It’s the most logical explanation, but Jolyn GC doesn’t care much for its prosaicness: the initials she uses as an artist are short for her maiden and married name, Gardner-Campbell. “It also stands for gallery and consulting,” she says. “And greatness convener. Or genius curator.”
The last acronym is a recent addition to the list. This month, Gardner-Campbell premiered Perspectives in Portraiture, an online gallery and ongoing pop-up artist talk and exhibition every second Thursday of the month. The series focuses on the visual work of Seattle-based artists of the African diaspora. The first installment, the photo series Royaltee by Kamari Bright, is viewable online.
“My name has, like me, seen so many evolutions,” Gardner-Campbell says. In a former life she was a prosecutor. Back then, some seven years ago, she didn’t know she could paint. All she knew was that during her last rotation, when she was placed to work in King County’s Juvenile Court system, she kept needing to recuse herself.
“Time and time again the youth were from my neighborhood,” she explains. “Maybe they attended my high school, or their parents did, but it was always something. I started wondering: Why are so many of these youths of my community coming through these doors?
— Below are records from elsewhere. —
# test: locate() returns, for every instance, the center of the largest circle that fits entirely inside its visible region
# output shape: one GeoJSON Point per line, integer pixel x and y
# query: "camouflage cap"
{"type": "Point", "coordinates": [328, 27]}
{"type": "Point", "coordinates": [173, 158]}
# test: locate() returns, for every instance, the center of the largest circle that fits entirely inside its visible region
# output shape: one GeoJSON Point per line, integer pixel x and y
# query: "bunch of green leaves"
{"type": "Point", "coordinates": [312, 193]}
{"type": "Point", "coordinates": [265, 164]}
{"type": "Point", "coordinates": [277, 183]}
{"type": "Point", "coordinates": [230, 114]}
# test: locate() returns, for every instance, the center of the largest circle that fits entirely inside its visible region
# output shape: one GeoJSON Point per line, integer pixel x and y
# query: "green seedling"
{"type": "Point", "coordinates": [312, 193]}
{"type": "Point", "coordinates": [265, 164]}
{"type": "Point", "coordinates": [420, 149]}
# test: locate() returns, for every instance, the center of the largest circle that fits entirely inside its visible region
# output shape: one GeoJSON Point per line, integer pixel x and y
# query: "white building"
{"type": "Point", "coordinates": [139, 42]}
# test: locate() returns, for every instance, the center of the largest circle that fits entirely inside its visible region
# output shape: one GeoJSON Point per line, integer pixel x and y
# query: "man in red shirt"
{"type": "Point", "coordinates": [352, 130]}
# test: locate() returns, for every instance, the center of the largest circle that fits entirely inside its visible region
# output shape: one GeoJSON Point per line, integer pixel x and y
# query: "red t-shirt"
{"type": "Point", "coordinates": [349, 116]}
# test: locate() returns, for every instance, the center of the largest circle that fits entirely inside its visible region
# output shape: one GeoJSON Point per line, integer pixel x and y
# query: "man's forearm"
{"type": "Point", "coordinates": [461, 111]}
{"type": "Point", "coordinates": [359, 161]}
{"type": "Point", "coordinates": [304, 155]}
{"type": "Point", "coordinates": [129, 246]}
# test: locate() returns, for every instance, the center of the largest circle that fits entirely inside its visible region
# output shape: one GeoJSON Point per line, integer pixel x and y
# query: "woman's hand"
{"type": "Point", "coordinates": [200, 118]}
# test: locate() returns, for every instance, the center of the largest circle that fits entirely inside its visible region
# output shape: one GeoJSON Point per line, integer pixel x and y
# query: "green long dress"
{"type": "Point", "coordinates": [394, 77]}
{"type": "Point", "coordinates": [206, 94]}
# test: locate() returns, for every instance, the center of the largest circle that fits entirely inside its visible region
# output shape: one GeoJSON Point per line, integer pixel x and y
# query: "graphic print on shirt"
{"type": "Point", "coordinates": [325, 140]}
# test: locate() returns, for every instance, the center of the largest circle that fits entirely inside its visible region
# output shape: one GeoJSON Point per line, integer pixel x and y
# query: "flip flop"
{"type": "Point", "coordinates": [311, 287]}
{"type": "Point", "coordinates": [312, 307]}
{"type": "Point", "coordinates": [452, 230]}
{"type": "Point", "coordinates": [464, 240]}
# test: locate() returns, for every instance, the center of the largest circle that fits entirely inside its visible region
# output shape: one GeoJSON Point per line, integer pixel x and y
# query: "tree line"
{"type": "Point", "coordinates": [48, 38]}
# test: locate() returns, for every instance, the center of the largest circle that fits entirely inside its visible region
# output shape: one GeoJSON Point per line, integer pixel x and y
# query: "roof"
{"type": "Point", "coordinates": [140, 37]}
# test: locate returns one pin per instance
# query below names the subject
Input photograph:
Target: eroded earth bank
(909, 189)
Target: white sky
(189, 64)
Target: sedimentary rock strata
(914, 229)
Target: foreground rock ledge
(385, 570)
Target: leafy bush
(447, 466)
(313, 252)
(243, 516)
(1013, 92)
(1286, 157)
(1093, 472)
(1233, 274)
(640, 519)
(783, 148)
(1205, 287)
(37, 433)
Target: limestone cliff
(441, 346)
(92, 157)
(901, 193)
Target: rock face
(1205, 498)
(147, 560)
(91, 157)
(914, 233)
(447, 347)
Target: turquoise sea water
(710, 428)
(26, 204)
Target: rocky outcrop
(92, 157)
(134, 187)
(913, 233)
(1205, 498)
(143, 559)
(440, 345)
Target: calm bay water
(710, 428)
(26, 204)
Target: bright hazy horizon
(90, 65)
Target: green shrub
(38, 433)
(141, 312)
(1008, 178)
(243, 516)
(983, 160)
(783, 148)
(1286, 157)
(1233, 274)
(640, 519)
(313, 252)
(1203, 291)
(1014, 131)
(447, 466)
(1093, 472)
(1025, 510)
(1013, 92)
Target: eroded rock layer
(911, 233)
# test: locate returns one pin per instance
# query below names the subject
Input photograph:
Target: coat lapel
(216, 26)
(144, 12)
I sat right at the gate of the school-to-prison pipeline.”
She was overrun by disappointment in a broken system that targeted Black and brown youth. The challenges she witnessed in the courtroom demanded a creative counterweight. “I didn’t realize that art could be a part of that back then,” she says. When she finally took to painting, as part of a self-imposed “31 days of art” regimen, she found she was not only good at it, but that others thought so too. “All of a sudden, my life was art. I’d never felt more alive. I’d always thought being an attorney was my life. But art helped me figure out my identity”
That’s why she launched TEENERGY, a social justice art program that teaches teens to use their creative voice for social change, which she runs part-time in combination with her artistic and curatorial activities. It’s also why, in 2014, she started an exhibition platform to feature up-and-coming Black artists. A lack of funds caused it to fizzle out, but she never let go of her original dream.
That dream appears unscathed in Perspectives in Portraiture, which creates a space for art from emerging Black artists. Knowing that her artist friends had no gallery representation, and reading a study that found that only 8.5 percent of artists represented by New York galleries were Black despite making up 16 percent of the population, further fueled her desire to create a gallery herself. With funding from Office of Arts & Culture and the World Domination Summit Foundation and support from co-working conglomerate WeWork, who allows her to use part of their downtown Seattle offices, Gardner-Campbell was able to curate a year-long series of monthly shows.
Seattle artist Barry Johnson will perform in the space during his one-day pop-up solo show next month (full disclosure: Johnson is digital lead at City Arts Magazine). The slots for the next 10 months are filled with local luminaries such as Jazz Brown, Jessica Rycheal, Aramis Hamer and Ari Glass, and the roster for 2019 is already filling up.
The artists all have a unique perspective on what it’s like to be Black and creative in Seattle, Gardner-Campbell says. When I ask her about her personal experience, she relays the time her work was deemed “too ethnic” by a grant panelist, her voice cracking. “Apparently a lot of other artists here have had the same experiences,” she says. “Art that was made for our community was deemed too foreign because it propelled Black-centered ideas.”
But Gardner-Campbell kept creating mixed-media collages with traditional African textiles and colorful silhouettes. In December, the last pop-up of the year, she’ll debut her new series of portraits of the participating artists in Perspectives in Portraiture. “The idea is to paint them on banners, probably muslin or a soft fabric, because it’s something that can be easily packed away. Which shows how one minute someone lives here and the other they are displaced. But the banners, with colorful African textiles, will be vibrant. They will say, We’re still here.”
The monthly Perspectives in Portraiture exhibit is available both online and during the live pop-up every second Thursday, starting at noon to 6 p.m. at WeWork Westlake Tower, with an artist talk at 3 p.m.